The authors also noted that the ostensibly eco-friendly cotton bag actually had a significant environmental impact. The authors chalked this up to the large amount of energy needed to produce cotton yarn as well as the fertilizer used to growth the cotton. In sum, they found a cotton bag would need to be used no fewer than 173 times to inflict as little environmental harm as its conventional plastic counterpart. The average cloth bag, according to the study, is reused about 53 times. Heavier, higher-cost reusable plastics also performed poorly.

The Philadelphia Inquirer had a story recently that talks about other problems with these bags:

Reusable bags were meant to supplant flimsy plastic grocery bags - the one-use, petroleum-based bags that critics say last for centuries and all too often wind up as litter or in the guts of sea life.

It's not clear the reusables have done that in any significant way. Indirect measures suggest that plastic bag production has remained relatively steady.

What is clear is that reusables have taken off as a cultural phenomenon, social statement, and even art form.

And, some worry, not all to the good.

"People are accumulating too many of these, so we're back to the original problem," said Vince Cobb, a Chicago businessman who reinvented himself as a reusable-bag expert and salesman at www.reuseit.com.

"The whole thing is to consume less," he said.

So he was appalled when the Chicago Bears gave away 40,000 reusable bags at a 2009 game. Many were thrown away by halftime.

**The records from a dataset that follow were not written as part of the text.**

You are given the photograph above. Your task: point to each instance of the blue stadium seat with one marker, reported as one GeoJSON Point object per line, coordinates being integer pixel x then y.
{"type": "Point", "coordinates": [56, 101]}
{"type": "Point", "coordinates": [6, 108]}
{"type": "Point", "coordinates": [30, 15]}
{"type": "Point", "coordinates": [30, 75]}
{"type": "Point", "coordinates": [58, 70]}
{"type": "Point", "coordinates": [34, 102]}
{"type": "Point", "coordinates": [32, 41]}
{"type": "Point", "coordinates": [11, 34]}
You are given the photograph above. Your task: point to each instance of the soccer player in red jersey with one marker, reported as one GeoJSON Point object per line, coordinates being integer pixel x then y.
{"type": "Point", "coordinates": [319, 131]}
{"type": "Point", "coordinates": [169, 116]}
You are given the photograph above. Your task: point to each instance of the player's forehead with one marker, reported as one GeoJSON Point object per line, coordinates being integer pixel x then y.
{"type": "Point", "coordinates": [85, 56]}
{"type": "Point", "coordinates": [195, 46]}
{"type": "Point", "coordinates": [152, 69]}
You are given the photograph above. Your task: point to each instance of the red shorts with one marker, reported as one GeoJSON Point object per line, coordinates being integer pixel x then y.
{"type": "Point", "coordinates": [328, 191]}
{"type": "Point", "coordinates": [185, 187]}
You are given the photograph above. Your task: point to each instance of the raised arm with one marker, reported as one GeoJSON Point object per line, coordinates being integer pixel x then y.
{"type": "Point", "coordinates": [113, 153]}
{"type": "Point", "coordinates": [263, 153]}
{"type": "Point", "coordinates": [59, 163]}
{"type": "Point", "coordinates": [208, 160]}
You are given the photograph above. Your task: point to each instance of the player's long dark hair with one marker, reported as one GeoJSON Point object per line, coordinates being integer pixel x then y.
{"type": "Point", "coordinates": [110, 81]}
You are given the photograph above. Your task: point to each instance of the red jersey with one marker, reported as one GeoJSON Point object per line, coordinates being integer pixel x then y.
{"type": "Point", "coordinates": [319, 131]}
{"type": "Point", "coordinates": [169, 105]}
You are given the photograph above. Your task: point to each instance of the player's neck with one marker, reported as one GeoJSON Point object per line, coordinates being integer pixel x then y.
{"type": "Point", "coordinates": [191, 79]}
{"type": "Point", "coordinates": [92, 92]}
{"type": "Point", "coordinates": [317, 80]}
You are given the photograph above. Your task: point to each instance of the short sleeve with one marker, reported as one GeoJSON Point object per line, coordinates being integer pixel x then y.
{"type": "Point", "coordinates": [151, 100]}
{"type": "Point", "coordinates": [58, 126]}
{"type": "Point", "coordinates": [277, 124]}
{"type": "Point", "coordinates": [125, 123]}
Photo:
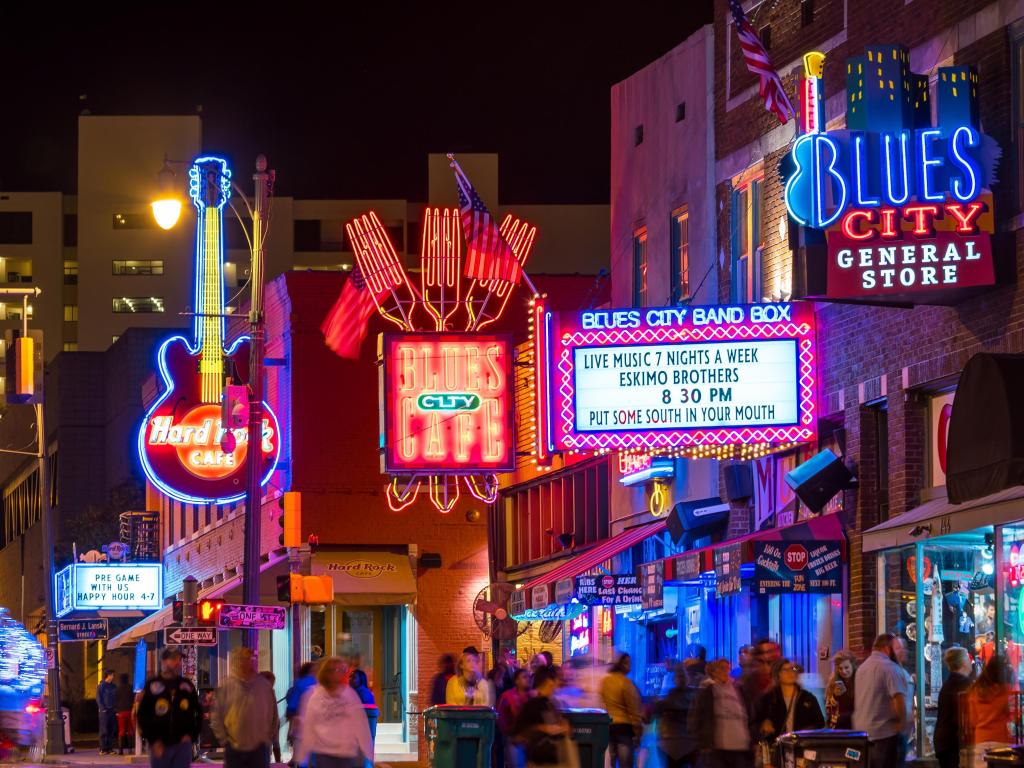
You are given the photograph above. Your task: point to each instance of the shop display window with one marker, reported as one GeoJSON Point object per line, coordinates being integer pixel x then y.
{"type": "Point", "coordinates": [954, 604]}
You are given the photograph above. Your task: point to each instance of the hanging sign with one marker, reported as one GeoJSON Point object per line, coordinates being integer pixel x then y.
{"type": "Point", "coordinates": [791, 567]}
{"type": "Point", "coordinates": [617, 589]}
{"type": "Point", "coordinates": [678, 377]}
{"type": "Point", "coordinates": [651, 576]}
{"type": "Point", "coordinates": [904, 206]}
{"type": "Point", "coordinates": [728, 559]}
{"type": "Point", "coordinates": [446, 403]}
{"type": "Point", "coordinates": [110, 587]}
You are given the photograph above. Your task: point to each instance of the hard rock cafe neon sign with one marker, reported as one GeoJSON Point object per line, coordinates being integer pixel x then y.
{"type": "Point", "coordinates": [185, 451]}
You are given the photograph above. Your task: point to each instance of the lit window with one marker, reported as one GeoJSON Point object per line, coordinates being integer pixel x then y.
{"type": "Point", "coordinates": [150, 266]}
{"type": "Point", "coordinates": [745, 239]}
{"type": "Point", "coordinates": [138, 304]}
{"type": "Point", "coordinates": [680, 256]}
{"type": "Point", "coordinates": [640, 267]}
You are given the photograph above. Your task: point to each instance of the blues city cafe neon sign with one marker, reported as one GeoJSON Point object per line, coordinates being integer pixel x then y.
{"type": "Point", "coordinates": [904, 206]}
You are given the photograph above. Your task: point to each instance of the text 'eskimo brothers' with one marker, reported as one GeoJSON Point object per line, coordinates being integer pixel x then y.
{"type": "Point", "coordinates": [908, 265]}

If reusable bags aren’t the environmental silver bullet once thought, then why the push to tax plastic bags? The clue can be found in the Inquirer article – reusable bags are trendy; plastic bags are unstylish. It’s just “wrong” to use plastic bags, think some people, regardless of the actual environmental impact of these bags versus reusable bags.

Taxing plastic bags may fit well into an environmental narrative that certain legislators have. It may make them feel better about themselves, even if it won’t help the earth. But for many of us – those who actually reuse plastic bags for things like carrying lunches or disposing of dirty diapers – it will simply mean higher prices and more wasteful shopping habits. Is this the type of thing legislators really want to encourage?